The Virtual Tape Environment
A software-based virtual tape environment is composed of virtual devices, volumes, data sets and the disk buffer pool or cache. An Interactive System Productivity Facility (ISPF) interface enables the storage manager to manage all of these components easily and efficiently.
Once installed, the virtual tape system creates virtual tape devices inside the OS/390 operating system. Because the system emulates the microcode that controls 3480 and 3490 tapes, the operating system acts as if these devices actually exist. In fact, applications read from and write to the virtual devices as if they were real.
In this environment, virtual volumes are managed by any tape management system the same way physical volumes are managed. These virtual volumes may reside in the disk cache or on a physical tape volume stacked with other virtual volumes.
Data sets for the virtual tapes are VSAM linear data sets (LDS) that contain all the data for the virtual volumes, including control and indexing information.
Software-based virtual tape uses a disk buffer pool, also referred to as disk cache, or simply cache, and not to be confused with traditional cache, in the Direct Access Storage Device (DASD) to hold data before and after it is written to tape. As long as a virtual volume remains in disk cache, the volume will be recalled from there. The cache can occupy DASD across any storage device in the storage environment.
When the cache reaches a user-defined threshold, the virtual tape system reclaims space by reusing the space occupied by the least recently used virtual volume that already were copied to physical tape. This process stops when it reaches a preset low threshold. Large tape data sets are divided into multiple virtual volumes. As a result, those data sets that have completed processing can be copied or de-staged to physical tape while succeeding volumes for that data set can continue processing. This ensures that very large tape data sets will not consume the entire disk data set pool or interfere with other tape data sets.
Managing the Virtual Tape Environment
Managing the software-based virtual tape system is surprisingly simple. The storage manager can keep track of all virtual volumes through a display panel. This panel shows whether a volume is in cache, its size, data set names, virtual volume serial and status. Using console commands, or through a virtual tape ISPF screen, the storage manager can determine the current cache status. The screen shows which jobs are using virtual devices, the status of each job, which real tapes are being used for stacking and the current utilization of each.
Furthermore, the storage manager is not required to manually initiate the system for each use. Once installed and the parameters set, the virtual tape system essentially manages itself.
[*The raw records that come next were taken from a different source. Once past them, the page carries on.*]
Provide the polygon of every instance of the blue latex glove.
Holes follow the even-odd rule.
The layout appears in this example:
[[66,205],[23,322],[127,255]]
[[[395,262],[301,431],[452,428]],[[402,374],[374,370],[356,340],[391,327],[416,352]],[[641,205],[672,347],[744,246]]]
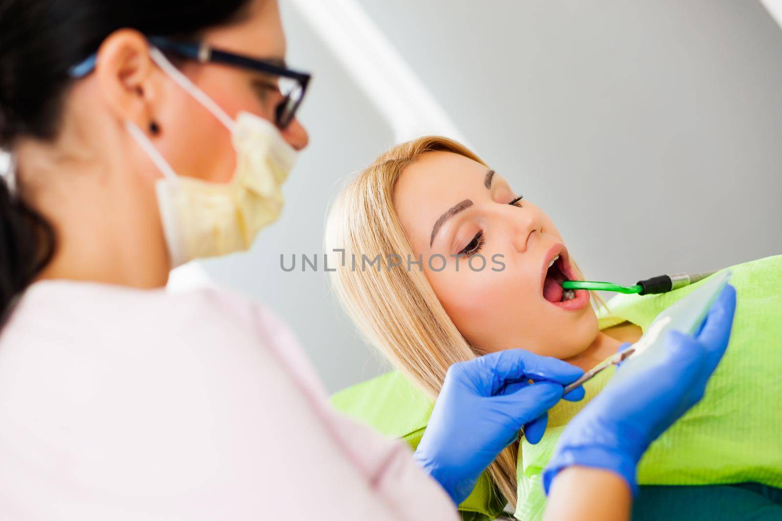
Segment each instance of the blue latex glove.
[[[413,457],[458,505],[522,426],[529,441],[540,440],[546,411],[563,398],[564,386],[582,374],[565,362],[521,349],[454,364]],[[579,387],[564,398],[583,395]]]
[[726,286],[694,338],[669,332],[661,346],[667,349],[662,362],[609,384],[576,415],[543,470],[546,493],[559,471],[579,466],[616,473],[635,495],[638,461],[649,444],[703,397],[727,348],[735,309],[736,290]]

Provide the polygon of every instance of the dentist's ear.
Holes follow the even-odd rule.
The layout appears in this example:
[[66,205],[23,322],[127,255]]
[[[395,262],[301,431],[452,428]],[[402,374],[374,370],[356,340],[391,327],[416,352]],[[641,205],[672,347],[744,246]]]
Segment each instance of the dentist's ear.
[[132,121],[153,136],[160,130],[154,116],[162,90],[156,71],[146,38],[138,30],[117,30],[98,50],[95,76],[104,102],[120,121]]

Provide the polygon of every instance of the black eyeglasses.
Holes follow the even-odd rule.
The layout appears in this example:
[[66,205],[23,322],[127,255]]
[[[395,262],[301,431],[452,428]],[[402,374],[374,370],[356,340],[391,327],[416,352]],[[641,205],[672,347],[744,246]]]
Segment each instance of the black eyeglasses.
[[[274,124],[281,130],[285,130],[296,117],[296,111],[301,106],[307,92],[307,86],[312,77],[307,73],[300,73],[285,67],[256,59],[242,55],[234,54],[216,49],[206,43],[187,43],[174,41],[164,37],[149,37],[149,43],[161,51],[167,51],[183,58],[195,59],[199,63],[224,63],[242,69],[249,69],[276,77],[277,87],[283,99],[274,109]],[[68,73],[71,77],[81,78],[95,69],[97,55],[93,54],[77,63]]]

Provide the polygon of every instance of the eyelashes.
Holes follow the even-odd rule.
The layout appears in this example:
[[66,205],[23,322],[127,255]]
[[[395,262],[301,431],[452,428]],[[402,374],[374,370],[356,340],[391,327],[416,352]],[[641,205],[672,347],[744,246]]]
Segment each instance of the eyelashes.
[[[520,202],[522,198],[524,198],[524,196],[519,195],[518,197],[515,198],[513,201],[511,201],[508,204],[511,205],[511,206],[522,208],[522,205],[520,204]],[[459,255],[463,257],[471,257],[475,255],[476,253],[479,252],[481,251],[481,248],[483,248],[483,244],[486,244],[486,238],[483,237],[483,231],[481,230],[477,234],[475,234],[475,236],[472,237],[472,240],[470,241],[470,243],[467,244],[467,246],[465,246],[464,249],[459,252]]]
[[483,244],[486,244],[486,240],[483,238],[483,232],[479,231],[475,234],[475,236],[472,237],[472,241],[470,241],[470,244],[465,247],[465,249],[459,252],[459,255],[463,257],[470,257],[475,255],[481,251],[483,248]]

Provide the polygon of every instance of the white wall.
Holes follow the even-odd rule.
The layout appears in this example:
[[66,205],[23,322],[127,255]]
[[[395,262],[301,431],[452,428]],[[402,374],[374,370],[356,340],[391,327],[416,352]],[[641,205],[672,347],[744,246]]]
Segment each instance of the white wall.
[[[476,151],[552,216],[590,278],[630,284],[782,253],[782,31],[759,3],[361,3]],[[289,61],[314,73],[302,113],[312,144],[281,222],[250,253],[205,266],[276,309],[335,390],[380,364],[326,274],[285,273],[279,255],[321,252],[337,180],[393,140],[283,8]]]

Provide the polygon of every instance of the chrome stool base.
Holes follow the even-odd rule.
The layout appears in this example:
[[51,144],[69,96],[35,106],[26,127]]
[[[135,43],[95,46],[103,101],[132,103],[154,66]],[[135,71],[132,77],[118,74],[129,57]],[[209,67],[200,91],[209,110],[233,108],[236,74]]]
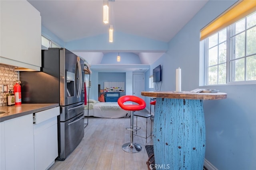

The system automatically activates as the operating system prepares to choose a tape device and volume. This happens when a data set name or Data Facility Storage Management Subsystem (DFSMS) dataclass is matched to the virtual tape’s list control tables. If the name appears, the virtual tape goes into action and creates the applicable virtual volume entry.
Retrieving existing information is equally automated. When an application requests an existing virtual data set, the OS/390 finds it and furnishes the requested virtual volume. At the same time, the virtual tape system requests that a virtual volume data set be opened.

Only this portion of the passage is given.